The firm's revenue was right in the target range Apple had issued in April, and although the number of iPads being sold was down, the amount of revenue the tablet generated in the last quarter was higher thanks to the more expensive iPad Pro models. Second-quarter revenue fell almost 15 per cent to $42.36 billion (€38.55 billion). Net profit fell 27 per cent to $7.8 billion (€7.10 billion) in the quarter.

Apple’s business in China was better than the figures implied, Mr Cook told an earnings call, with Apple facing a tough comparative period in 2015, when sales rose more than 112 per cent. Its iPhone install base there has grown around 34 per cent in the last year, and in the first nine months of the year, revenue from the greater China area was in the region of $40 billion.

READ MORE

Apple has just opened its 41st retail store in the greater China area, and it doesn’t plan on giving up without a fight.

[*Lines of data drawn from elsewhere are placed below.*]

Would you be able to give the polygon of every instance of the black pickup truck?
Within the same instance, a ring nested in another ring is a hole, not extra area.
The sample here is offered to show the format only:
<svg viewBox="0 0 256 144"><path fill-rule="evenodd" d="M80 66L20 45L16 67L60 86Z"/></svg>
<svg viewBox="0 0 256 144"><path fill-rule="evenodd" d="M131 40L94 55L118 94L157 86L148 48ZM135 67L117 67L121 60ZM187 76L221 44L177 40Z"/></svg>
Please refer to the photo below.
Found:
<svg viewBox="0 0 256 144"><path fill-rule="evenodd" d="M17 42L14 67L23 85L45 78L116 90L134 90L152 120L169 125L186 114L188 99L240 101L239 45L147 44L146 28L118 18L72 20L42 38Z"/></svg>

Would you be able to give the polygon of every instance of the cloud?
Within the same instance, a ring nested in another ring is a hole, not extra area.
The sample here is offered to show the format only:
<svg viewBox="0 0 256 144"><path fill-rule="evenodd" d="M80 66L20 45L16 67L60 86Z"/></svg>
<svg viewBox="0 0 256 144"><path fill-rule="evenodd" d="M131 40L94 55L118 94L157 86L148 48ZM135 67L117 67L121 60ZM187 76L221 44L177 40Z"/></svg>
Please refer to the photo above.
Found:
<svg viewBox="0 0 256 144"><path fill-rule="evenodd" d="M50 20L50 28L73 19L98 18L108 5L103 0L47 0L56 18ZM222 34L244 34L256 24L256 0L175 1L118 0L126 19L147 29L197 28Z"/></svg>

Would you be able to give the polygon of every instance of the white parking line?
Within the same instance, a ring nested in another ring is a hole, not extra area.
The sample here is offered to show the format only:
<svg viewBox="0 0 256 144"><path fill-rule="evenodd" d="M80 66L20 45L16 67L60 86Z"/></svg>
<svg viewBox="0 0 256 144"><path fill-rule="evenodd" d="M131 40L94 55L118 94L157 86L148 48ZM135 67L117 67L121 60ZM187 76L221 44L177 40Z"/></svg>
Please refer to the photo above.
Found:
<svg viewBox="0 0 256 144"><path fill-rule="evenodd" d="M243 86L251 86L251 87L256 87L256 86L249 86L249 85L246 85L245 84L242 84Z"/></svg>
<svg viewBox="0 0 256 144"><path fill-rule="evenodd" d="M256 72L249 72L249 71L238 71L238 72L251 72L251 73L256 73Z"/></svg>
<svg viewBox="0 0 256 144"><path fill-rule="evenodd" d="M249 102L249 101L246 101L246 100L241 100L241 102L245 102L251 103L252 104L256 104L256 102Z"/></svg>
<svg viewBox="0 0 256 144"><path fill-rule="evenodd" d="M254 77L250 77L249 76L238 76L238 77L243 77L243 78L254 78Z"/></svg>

It can’t afford to. China has been a significant market for the company, racking up some serious growth figures, and although things have started to slow down a bit, it still presents a good opportunity. Markets in the US and Western Europe are saturated, so Apple has been turning to China and trying to crack India instead.

But it was the services business that came in for some heavy praise. Revenue in this part of the business, which includes the App Store, Apple Pay, iCloud storage and Apple Music, is up 19 per cent to almost $6 billion, a long way off the revenue generated by the iPhone, but nothing to be sniffed at either.

Mr Cook was certainly painting a rosy picture, saying the it would be the size of a Fortune 100 company by 2017.

Analysts are already looking ahead to the impact that the iPhone 7 - or whatever it ends up being when Apple holds its now-expected phone launch in September - may have on the company, in the hole that it will persuade some of the handset holdouts to start spending on hardware again.

How successful it will be soon become evident.